Through KEGG pathway enrichment analysis, a total of 1372 DEGs were assigned to 128 KEGG pathways in the CFs vs. AFs comparison group, involved in metabolism, genetic information, tissue systems, environmental information processing, and cellular processes (Figure 4a). A total of 804 upregulated DEGs were allocated to 120 KEGG pathways, and 568 downregulated DEGs were allocated to 112 KEGG pathways (Table S5). Among these DEGs, many upregulated genes were enriched in pathways such as “ribosome (ko03010)”, “cysteine and methionine (ko00270)”, “carbon metabolism (ko01200)”, “biosynthesis of amino acids (ko01230)”, “citrate cycle (TCA cycle) (ko00020)”, and “peroxisome (ko04146)” (p < 0.05, Figure 4c, Table S5). Conversely, the most common downregulated DEG-enriched KEGG pathways were “plant hormone signal transduction (ko04075)”, “pentose and glucuronate interconversions (ko00040)”, “plant–pathogen interaction (ko04626)”, and “flavonoid biosynthesis (ko00941)” (p < 0.05, Figure 4d, Table S5). Furthermore, many downregulated and upregulated DEGs were enriched in pathways such as “phenylpropanoid biosynthesis (ko00940)”, “amino sugar and nucleotide sugar metabolism (ko00520)”, “MAPK signaling pathway—plant (ko04016)”, and “starch and sucrose metabolism (ko00500)” (p < 0.05, Figure 4b, Table S5). These results indicated that the above pathways were the main regulatory pathways for physiological fruit abscission and played a significant role in physiological fruit abscission.

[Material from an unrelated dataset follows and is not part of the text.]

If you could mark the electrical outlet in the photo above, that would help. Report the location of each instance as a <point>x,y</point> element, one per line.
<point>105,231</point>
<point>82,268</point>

2.3.3. DEGs Related to the Most Enrichment Pathways

Most upregulated DEGs were identified to be involved in pathways such as “ribosome”, “cysteine and methionine”, “carbon metabolism”, “biosynthesis of amino acids”, “citrate cycle (TCA cycle)”, and “peroxisome” (Figure 4, Tables S5 and S6). Significantly, in the peroxisome pathway, 24 DEGs were upregulated, and 3-ketoacyl-CoA thiolase 2 (PED1), short-chain dehydrogenase reductase 3c (SDR3c), long-chain acyl-CoA synthetase 6 (LACS6), peroxisomal (S)-2-hydroxy-acid oxidase (GLO5), peroxisomal 2,4-dienoyl-CoA reductase (At3g12800), superoxide dismutase (SODA), F-box protein (At2g26850), alpha/beta hydrolase (LOC105038263), and serine-glyoxylate aminotransferase (AGT1) were significantly upregulated (log2FC > 2, Figure 5).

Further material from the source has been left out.